Le manuel technique des
tortures de la CIA dévoilé !
En rupture avec les traditions d’opacité qui prévalent d’administration en administration autour des opérations de la CIA, Barack Obama a décidé de rendre publique une version des mémos secrets
de l’Agence, décrivant par le menu les méthodes de tortures qu’elle a utilisées ces dernières années en violation des droits de l’homme, sous couvert d’actions antiterroristes. Cependant au
même moment, et cette fois dans la continuité d’une tradition « couvrant » systématiquement les agents de l’État et leurs prédécesseurs, le nouveau président a assuré qu’il n’y aurait
aucune poursuite contre les auteurs de ces tortures. Barack Obama confirme ainsi une stratégie mariant subtilement le chaud et le froid : ne lésinant pas sur les efforts de séduction
vis-à-vis du reste de la planète pour tenter de restaurer vaille que vaille « l’autorité morale » des États-Unis, il se montre en même temps intraitable sur la préservation des
privilèges de l’hyperpuissance, dont ce maintien de la garantie d’impunité pour ses agents.

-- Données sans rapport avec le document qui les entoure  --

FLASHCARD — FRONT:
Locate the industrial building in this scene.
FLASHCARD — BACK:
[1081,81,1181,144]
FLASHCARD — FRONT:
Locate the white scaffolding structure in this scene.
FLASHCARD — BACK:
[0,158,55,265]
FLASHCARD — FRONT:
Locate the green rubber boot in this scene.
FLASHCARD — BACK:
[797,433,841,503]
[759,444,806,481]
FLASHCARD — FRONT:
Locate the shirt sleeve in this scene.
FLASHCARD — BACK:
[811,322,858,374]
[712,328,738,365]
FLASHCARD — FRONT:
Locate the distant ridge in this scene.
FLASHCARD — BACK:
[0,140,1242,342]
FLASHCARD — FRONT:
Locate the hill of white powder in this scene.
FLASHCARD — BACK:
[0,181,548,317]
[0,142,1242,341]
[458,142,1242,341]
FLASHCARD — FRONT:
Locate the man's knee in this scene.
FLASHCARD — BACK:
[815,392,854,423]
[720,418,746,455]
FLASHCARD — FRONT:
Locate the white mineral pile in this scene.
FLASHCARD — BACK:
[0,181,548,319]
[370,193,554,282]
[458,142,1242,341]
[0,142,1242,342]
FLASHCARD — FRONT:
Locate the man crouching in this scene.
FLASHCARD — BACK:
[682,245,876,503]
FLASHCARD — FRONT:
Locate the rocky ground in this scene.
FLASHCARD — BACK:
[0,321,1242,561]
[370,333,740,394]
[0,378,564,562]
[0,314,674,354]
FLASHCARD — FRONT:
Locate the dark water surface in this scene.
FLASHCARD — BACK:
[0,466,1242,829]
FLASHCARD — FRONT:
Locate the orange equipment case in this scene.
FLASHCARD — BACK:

Côté chaud : l’éventail des méthodes d’interrogatoire utilisées durant l’ère Bush pour interroger des présumés terroristes est révélé par la publication de quatre mémos secrets. Les techniques d’interrogatoire sont détaillées et rédigées dans l’esprit d’un véritable mode d’emploi graduant les différents types d’intervention avec une précision quasi scientifique.
Cela va, selon une sinistre hiérarchie de la torture, de la frappe au visage « avec les doigts légèrement écartés », recommande le texte pour « provoquer la surprise et/ou l’humiliation » à la simulation de noyade (waterboarding). Là, le document conseille d’attacher « l’individu à un banc incliné », en plaçant un linge « sur son front et ses yeux » avant de verser de l’eau sur le linge et de le tirer vers le nez et la bouche pour faire suffoquer la personne, comme elle le ferait en sombrant sous les eaux.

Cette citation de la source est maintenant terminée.